Since the 1980s it has been documented that chimpanzees infected with HIV in research studies typically control viral replication and remain asymptomatic. In only a few reported cases have infected chimpanzees developed persistent immune activation, CD4 T cell loss and opportunistic infections characteristic of AIDS.
Since the 1980s it has been documented that chimpanzees infected with HIV in research studies typically control viral replication and remain asymptomatic. In only a few reported cases have infected chimpanzees developed persistent immune activation, CD4 T-cell loss and opportunistic infections characteristic of AIDS. The reasons for the different outcomes between human and chimpanzee HIV infections have been the subject of much theorizing and even controversy. The discovery that chimpanzees are the source of HIV's closest antecedent, a virus called SIVcpz, led some scientists to hypothesize that chimpanzees alive today may be the descendants of those animals who were able to control SIVcpz and ward off immunodeficiency sometime in the past when SIVcpz first entered the chimpanzee population. In other words, present-day chimpanzees are the survivors of an AIDS epidemic that killed susceptible SIV-infected animals.

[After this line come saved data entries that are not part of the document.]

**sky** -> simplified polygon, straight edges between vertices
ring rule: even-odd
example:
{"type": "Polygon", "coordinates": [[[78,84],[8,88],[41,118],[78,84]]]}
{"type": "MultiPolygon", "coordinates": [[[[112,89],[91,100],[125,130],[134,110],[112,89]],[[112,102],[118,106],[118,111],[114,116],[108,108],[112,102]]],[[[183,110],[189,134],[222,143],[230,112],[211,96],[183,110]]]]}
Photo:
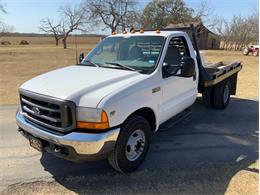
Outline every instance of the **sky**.
{"type": "MultiPolygon", "coordinates": [[[[1,0],[0,0],[1,1],[1,0]]],[[[259,8],[258,0],[206,0],[212,15],[230,21],[234,14],[248,16],[259,8]]],[[[46,17],[59,20],[59,8],[63,5],[78,5],[82,0],[2,0],[7,14],[0,13],[0,20],[14,26],[16,32],[39,33],[40,20],[46,17]]],[[[150,0],[138,0],[144,8],[150,0]]],[[[196,9],[200,0],[185,0],[188,7],[196,9]]],[[[104,34],[101,30],[97,33],[104,34]]],[[[93,32],[95,33],[95,32],[93,32]]]]}

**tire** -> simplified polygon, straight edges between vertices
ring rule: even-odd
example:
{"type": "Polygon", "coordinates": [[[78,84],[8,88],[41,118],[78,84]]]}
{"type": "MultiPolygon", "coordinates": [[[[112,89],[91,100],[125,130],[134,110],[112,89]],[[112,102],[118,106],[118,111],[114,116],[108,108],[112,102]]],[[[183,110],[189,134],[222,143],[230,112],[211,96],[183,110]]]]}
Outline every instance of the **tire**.
{"type": "Polygon", "coordinates": [[[258,55],[259,55],[259,51],[258,51],[258,50],[256,50],[256,51],[253,52],[253,56],[254,56],[254,57],[257,57],[258,55]]]}
{"type": "Polygon", "coordinates": [[[249,54],[249,48],[244,48],[243,49],[243,55],[247,56],[249,54]]]}
{"type": "Polygon", "coordinates": [[[229,80],[224,80],[215,86],[213,97],[214,108],[225,109],[228,106],[230,100],[230,90],[231,85],[229,80]]]}
{"type": "Polygon", "coordinates": [[[203,93],[202,93],[202,99],[203,103],[207,108],[212,108],[214,106],[213,102],[213,88],[208,87],[205,88],[203,93]]]}
{"type": "Polygon", "coordinates": [[[115,148],[108,156],[109,164],[119,172],[133,172],[143,162],[149,149],[150,138],[151,127],[147,120],[138,115],[131,116],[121,127],[115,148]],[[133,150],[136,147],[140,153],[133,150]]]}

In 2002, a paper published by Natasja de Groot and colleagues offered some inferential evidence for this hypothesis. The paper showed that particular immune response genes are common among chimpanzees while others are rare, indicating that something in the past favored the survival of chimps possessing the now common genes. The genes in question are called class I major histocompatibility (MHC) genes and they make the receptors used by CD8 T cells to recognize pathogen-infected cells (once recognized, CD8 T cells can then kill the infected cell). There are many different class I MHC gene variants, which in turn make CD8 T-cell receptors that vary in the efficiency with which they can bind to and recognize the fragments of pathogens (called epitopes) that are displayed (as a sort of alarm signal) by infected cells. The authors of this paper speculated that the class I MHC genes that make CD8 T-cell receptors capable of efficient recognition of SIVcpz-infected cells were those that had been selected for in the present-day chimpanzee population. This theory would explain why most chimps are able to exert strict immune control over the very similar virus, HIV-1.

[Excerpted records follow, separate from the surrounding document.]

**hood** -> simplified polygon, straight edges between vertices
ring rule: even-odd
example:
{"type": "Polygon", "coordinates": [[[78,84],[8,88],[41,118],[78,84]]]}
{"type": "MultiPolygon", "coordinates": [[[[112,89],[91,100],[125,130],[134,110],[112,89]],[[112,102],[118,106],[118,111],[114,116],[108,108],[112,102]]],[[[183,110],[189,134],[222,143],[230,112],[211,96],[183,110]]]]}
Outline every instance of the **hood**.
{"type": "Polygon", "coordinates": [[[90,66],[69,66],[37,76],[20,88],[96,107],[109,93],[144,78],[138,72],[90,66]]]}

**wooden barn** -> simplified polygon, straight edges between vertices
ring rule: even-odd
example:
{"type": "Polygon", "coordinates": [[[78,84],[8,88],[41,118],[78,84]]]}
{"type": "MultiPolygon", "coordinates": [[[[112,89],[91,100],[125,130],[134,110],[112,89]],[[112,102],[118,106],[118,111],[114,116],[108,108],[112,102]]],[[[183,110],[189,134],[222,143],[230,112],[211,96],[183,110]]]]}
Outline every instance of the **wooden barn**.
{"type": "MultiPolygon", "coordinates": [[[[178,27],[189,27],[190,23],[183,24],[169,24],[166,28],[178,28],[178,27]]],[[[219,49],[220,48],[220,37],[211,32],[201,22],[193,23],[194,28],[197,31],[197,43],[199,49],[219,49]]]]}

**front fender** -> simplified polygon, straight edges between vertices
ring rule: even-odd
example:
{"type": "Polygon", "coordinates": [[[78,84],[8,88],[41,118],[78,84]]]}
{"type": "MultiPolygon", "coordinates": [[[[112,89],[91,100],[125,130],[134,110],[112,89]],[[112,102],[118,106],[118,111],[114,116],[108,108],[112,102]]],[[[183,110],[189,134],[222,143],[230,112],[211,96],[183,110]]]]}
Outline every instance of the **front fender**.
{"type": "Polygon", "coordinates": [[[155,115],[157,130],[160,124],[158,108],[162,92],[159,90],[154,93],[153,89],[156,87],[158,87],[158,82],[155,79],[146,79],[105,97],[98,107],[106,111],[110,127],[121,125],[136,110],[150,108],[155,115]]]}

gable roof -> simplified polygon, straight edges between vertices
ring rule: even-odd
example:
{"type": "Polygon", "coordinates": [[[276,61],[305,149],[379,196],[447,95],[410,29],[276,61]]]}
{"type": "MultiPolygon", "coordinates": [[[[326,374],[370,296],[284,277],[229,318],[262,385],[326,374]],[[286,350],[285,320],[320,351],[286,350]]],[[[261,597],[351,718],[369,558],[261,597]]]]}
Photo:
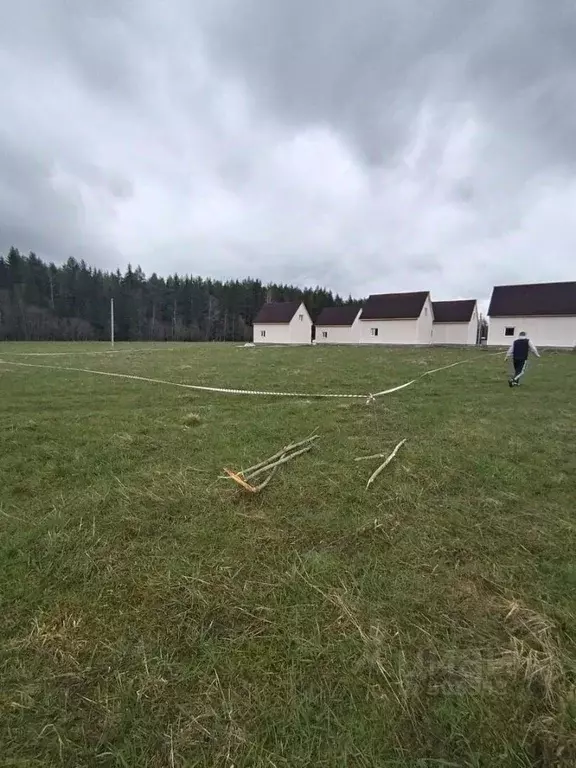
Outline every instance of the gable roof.
{"type": "Polygon", "coordinates": [[[325,307],[318,315],[316,325],[352,325],[360,311],[359,306],[325,307]]]}
{"type": "Polygon", "coordinates": [[[256,315],[254,324],[271,325],[274,323],[290,323],[292,318],[298,312],[301,301],[272,301],[264,304],[260,312],[256,315]]]}
{"type": "Polygon", "coordinates": [[[469,323],[474,314],[476,299],[461,301],[433,301],[435,323],[469,323]]]}
{"type": "Polygon", "coordinates": [[[576,282],[497,285],[492,291],[490,317],[576,315],[576,282]]]}
{"type": "Polygon", "coordinates": [[[428,296],[428,291],[373,294],[368,297],[360,320],[415,320],[428,296]]]}

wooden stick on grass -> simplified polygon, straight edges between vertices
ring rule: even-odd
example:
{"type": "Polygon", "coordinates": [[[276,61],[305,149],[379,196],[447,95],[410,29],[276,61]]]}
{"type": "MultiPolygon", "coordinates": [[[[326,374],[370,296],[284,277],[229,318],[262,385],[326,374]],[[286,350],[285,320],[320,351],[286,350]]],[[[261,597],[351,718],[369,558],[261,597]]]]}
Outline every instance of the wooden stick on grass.
{"type": "Polygon", "coordinates": [[[270,480],[272,480],[272,478],[274,477],[274,475],[278,471],[278,467],[279,466],[280,465],[277,464],[274,467],[274,469],[272,470],[272,472],[270,472],[270,474],[268,475],[266,480],[264,480],[263,483],[260,483],[260,485],[250,485],[250,483],[247,483],[246,480],[244,480],[243,477],[241,477],[240,475],[236,474],[236,472],[232,472],[229,469],[225,469],[224,472],[226,472],[228,477],[230,477],[232,480],[234,480],[236,483],[238,483],[238,485],[241,488],[244,488],[245,491],[248,491],[249,493],[260,493],[260,491],[262,491],[262,490],[264,490],[264,488],[266,488],[266,486],[268,485],[270,480]]]}
{"type": "Polygon", "coordinates": [[[382,470],[383,470],[385,467],[387,467],[387,466],[388,466],[388,464],[390,464],[390,462],[392,461],[392,459],[394,458],[394,456],[396,456],[396,454],[398,453],[398,451],[400,450],[400,448],[401,448],[401,447],[404,445],[404,443],[406,442],[406,440],[407,440],[407,438],[404,438],[404,440],[401,440],[401,441],[398,443],[398,445],[396,446],[396,448],[394,448],[394,450],[392,451],[392,453],[390,454],[390,456],[388,456],[388,458],[386,459],[386,461],[384,461],[382,464],[380,464],[380,466],[378,467],[378,469],[376,469],[376,470],[375,470],[375,471],[374,471],[374,472],[371,474],[371,476],[370,476],[370,479],[369,479],[369,480],[368,480],[368,482],[366,483],[366,489],[368,489],[368,488],[370,487],[370,485],[372,485],[372,483],[374,482],[374,480],[376,480],[376,478],[378,477],[378,475],[380,474],[380,472],[382,472],[382,470]]]}
{"type": "Polygon", "coordinates": [[[354,461],[369,461],[370,459],[385,459],[386,458],[385,453],[373,453],[372,456],[358,456],[357,459],[354,459],[354,461]]]}
{"type": "Polygon", "coordinates": [[[280,467],[280,464],[276,464],[276,466],[274,467],[274,469],[272,470],[272,472],[270,472],[270,474],[268,475],[268,477],[266,478],[266,480],[264,480],[264,482],[263,482],[263,483],[260,483],[260,485],[257,485],[257,486],[256,486],[256,488],[255,488],[255,493],[260,493],[260,491],[263,491],[263,490],[264,490],[264,488],[266,488],[266,486],[268,485],[268,483],[270,482],[270,480],[272,480],[272,478],[274,477],[274,475],[276,474],[276,472],[278,472],[278,468],[279,468],[279,467],[280,467]]]}
{"type": "Polygon", "coordinates": [[[252,475],[250,475],[250,480],[252,480],[254,477],[256,477],[256,475],[261,475],[264,472],[267,472],[269,469],[271,469],[272,471],[270,472],[270,474],[268,475],[266,480],[264,480],[263,483],[260,483],[260,485],[252,485],[244,477],[242,477],[239,474],[236,474],[236,472],[232,472],[229,469],[225,469],[224,472],[226,472],[228,477],[230,477],[232,480],[237,482],[238,485],[240,485],[242,488],[244,488],[244,490],[249,491],[250,493],[260,493],[260,491],[262,491],[262,490],[264,490],[264,488],[266,488],[266,486],[268,485],[270,480],[272,480],[272,478],[274,477],[274,475],[278,471],[278,468],[282,464],[285,464],[287,461],[290,461],[290,459],[293,459],[295,456],[300,456],[300,454],[306,453],[311,448],[312,448],[312,446],[308,445],[308,446],[306,446],[306,448],[302,448],[301,450],[297,451],[296,453],[291,453],[288,456],[286,454],[283,454],[278,461],[274,462],[274,464],[270,464],[269,466],[262,467],[261,469],[257,470],[252,475]]]}
{"type": "Polygon", "coordinates": [[[245,491],[249,491],[250,493],[259,493],[261,490],[266,488],[282,464],[290,461],[290,459],[294,459],[296,456],[307,453],[312,449],[312,443],[314,440],[317,439],[318,435],[311,435],[305,440],[300,440],[298,443],[291,443],[290,445],[287,445],[285,448],[282,448],[280,451],[275,453],[273,456],[270,456],[264,461],[261,461],[259,464],[255,464],[253,467],[245,469],[243,472],[232,472],[232,470],[224,468],[224,478],[229,477],[231,480],[234,480],[234,482],[238,483],[238,485],[244,488],[245,491]],[[298,451],[294,450],[300,446],[304,447],[300,448],[298,451]],[[266,480],[264,480],[264,482],[260,483],[260,485],[252,485],[252,482],[248,482],[248,480],[253,481],[255,477],[263,475],[265,472],[270,472],[270,474],[266,480]]]}
{"type": "MultiPolygon", "coordinates": [[[[267,459],[264,459],[263,461],[259,462],[258,464],[254,464],[252,467],[248,467],[248,469],[241,469],[236,474],[238,477],[248,478],[252,477],[254,472],[259,471],[260,469],[269,469],[270,467],[274,466],[274,461],[276,459],[280,459],[283,456],[286,456],[287,453],[289,453],[294,448],[298,448],[301,445],[305,445],[307,443],[312,443],[313,440],[317,440],[318,435],[313,435],[312,437],[307,437],[306,440],[301,440],[299,443],[291,443],[290,445],[285,446],[282,448],[282,450],[275,453],[273,456],[269,456],[267,459]]],[[[230,477],[229,470],[225,470],[225,475],[219,475],[219,480],[226,480],[228,477],[230,477]]]]}
{"type": "Polygon", "coordinates": [[[244,480],[243,477],[240,477],[236,472],[232,472],[231,469],[226,469],[224,467],[224,472],[226,472],[227,477],[234,480],[235,483],[238,483],[238,485],[242,486],[245,491],[250,491],[250,493],[256,493],[256,488],[254,488],[253,485],[250,485],[250,483],[247,483],[246,480],[244,480]]]}
{"type": "Polygon", "coordinates": [[[310,451],[312,449],[311,445],[306,445],[304,448],[301,448],[299,451],[295,451],[294,453],[290,453],[288,455],[282,456],[282,458],[278,459],[278,461],[275,461],[273,464],[267,464],[265,467],[261,467],[260,469],[257,469],[255,472],[250,472],[248,477],[244,474],[244,477],[246,479],[253,480],[255,477],[258,477],[258,475],[261,475],[263,472],[268,472],[269,469],[274,469],[274,467],[279,467],[280,464],[285,464],[287,461],[290,461],[290,459],[296,458],[296,456],[300,456],[303,453],[306,453],[307,451],[310,451]]]}
{"type": "Polygon", "coordinates": [[[305,440],[300,440],[298,443],[290,443],[290,445],[286,445],[281,450],[277,451],[273,456],[269,456],[267,459],[264,459],[263,461],[259,462],[258,464],[254,464],[253,467],[248,467],[248,469],[244,469],[238,474],[242,475],[242,477],[250,477],[253,476],[254,472],[261,469],[262,467],[268,467],[272,464],[273,461],[276,459],[281,458],[286,453],[289,453],[290,451],[293,451],[295,448],[300,448],[301,445],[305,445],[306,443],[311,443],[314,440],[318,439],[318,435],[311,435],[310,437],[307,437],[305,440]]]}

In a recent issue of the journal AIDS, a group of researchers led by Ilka Hoof from the Technical University of Denmark presented data that offers new and compelling support for this idea. MHC genes in humans are called Human Leukocyte Antigen (HLA) genes and there is now a vast literature demonstrating that certain class I HLA genes are strongly associated with long-term nonprogression of HIV infection and control of viral replication to less than 50 copies in the absence of any treatment (sometimes called "elite control"). Among the strongest associations are with the HLA genes designated B*57 and B*27, which are significantly and consistently overrepresented in cohorts of long-term nonprogressors and elite controllers. These HLA genes have also been shown to make CD8 T-cell receptors that are particularly good at recognizing a broad array of HIV epitopes, rendering CD8 T cells very efficient at recognizing HIV-infected cells.
The researchers decided to investigate whether there are similarities between the HLA genes associated with control of HIV in humans and the MHC genes now common among chimpanzees. What they found is that the CD8 T-cell receptors encoded by the human HLA genes are structurally very similar to those encoded by chimpanzee MHC genes. In both cases, the receptors are capable of recognizing a particularly broad range of different epitopes from the Gag protein of SIV and HIV. These data strongly suggest that chimpanzees today are descended from the long-term nonprogressors of a past chimpanzee SIVcpz epidemic, and that the conundrum of chimpanzee resistance to AIDS may finally be solved.
Another implication of the research is that if HIV were to spread uncontrolled through the human population, the HLA genes associated with nonprogression would become more common and, as a result, immunological control of HIV replication would become the norm rather than the exception. Thankfully, however, this harsh Darwinian scenario can be avoided with effective treatment and prevention.
It remains uncertain if the findings can assist efforts to develop an effective HIV vaccine; on the one hand, they add to the evidence that CD8 T cells play a crucial role in controlling viral replication but, on the other, it is unclear if vaccination can increase the efficiency of the CD8 T-cell response in people lacking favorable HLA genes. In terms of vaccine targets, the data echo other recent studies indicating that broad responses to the HIV Gag protein are an important correlate of immune control but, again, the ability to induce broad responses to Gag with a vaccine may be dependent on an individual's HLA genes. Ongoing efforts to enhance and broaden T-cell responses to HIV vaccines should help resolve these uncertainties.